Food In Canada


Optimism among agri-food producers at an all-time high

Annual Farm Credit Canada survey reveals positive outlook for industry

Regina, Sask. – According to the fifth annual Farm Credit Canada (FCC) national Vision panel survey, optimism among Canadian agriculture and agri-food producers is at an all-time high.

The survey, of approximately 4,500 agri-business producers and operators across the country, looked at views on the state of agriculture in Canada.

In total 80 per cent of participants reported that they believe their business will be better off in five years, compared to 2010’s survey in which 76 per cent said they believed they would be better off.

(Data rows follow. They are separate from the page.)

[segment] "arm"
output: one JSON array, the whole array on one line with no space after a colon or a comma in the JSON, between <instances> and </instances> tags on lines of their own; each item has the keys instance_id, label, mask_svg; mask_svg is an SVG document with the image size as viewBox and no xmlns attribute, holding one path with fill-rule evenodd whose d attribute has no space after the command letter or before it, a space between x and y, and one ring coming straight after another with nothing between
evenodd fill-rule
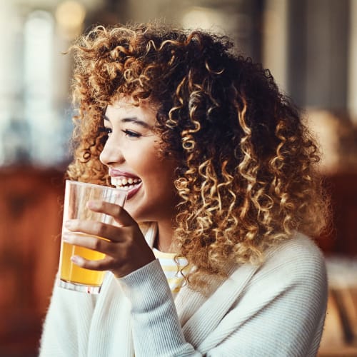
<instances>
[{"instance_id":1,"label":"arm","mask_svg":"<svg viewBox=\"0 0 357 357\"><path fill-rule=\"evenodd\" d=\"M307 247L296 249L289 243L268 259L206 336L194 324L181 328L158 262L119 279L132 304L136 355L315 356L326 313L326 277L323 256L311 242L305 243ZM207 324L216 318L232 283L236 286L227 281L208 300L216 308L199 307ZM188 342L192 338L198 341L194 347Z\"/></svg>"}]
</instances>

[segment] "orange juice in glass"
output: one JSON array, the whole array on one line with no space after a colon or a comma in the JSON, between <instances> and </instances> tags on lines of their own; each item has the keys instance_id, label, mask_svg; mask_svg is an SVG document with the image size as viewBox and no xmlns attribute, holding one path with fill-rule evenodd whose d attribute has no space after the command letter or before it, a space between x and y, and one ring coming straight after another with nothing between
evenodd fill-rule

Seventy-seven per cent of respondents also reported being better off today than they were five years ago, compared to 67 per cent in 2010. An additional 58 per cent of producers say they plan to diversify or expand their operations within the next five years. And seven out of 10 respondents said they would recommend a career in primary production to friends and family members.

Regional differences

In addition, the survey revealed differences in attitudes across the country. For example, respondents in Saskatchewan were the most optimistic, at 82 per cent, while producers in the Atlantic provinces and B.C. were the least, at 74 and 75 per cent respectively.

There were vast differences by sector as well. Eighty-four per cent of dairy producers reported feeling optimistic, compared to 81 per cent of poultry producers, 75 per cent of hog producers, and 79 per cent of beef producers. Eighty-two per cent of crop producers said they were optimistic about the future.

According to FCC president and CEO Greg Stewart, “the results are great news,” noting that respondents cited expectations of profitability, global demand for food, and reduction of debt as reasons for optimism. But, he adds, “At the same time, [producers] expressed caution due to factors beyond their control such as weather, unpredictable economic conditions and potential rising interest rates.”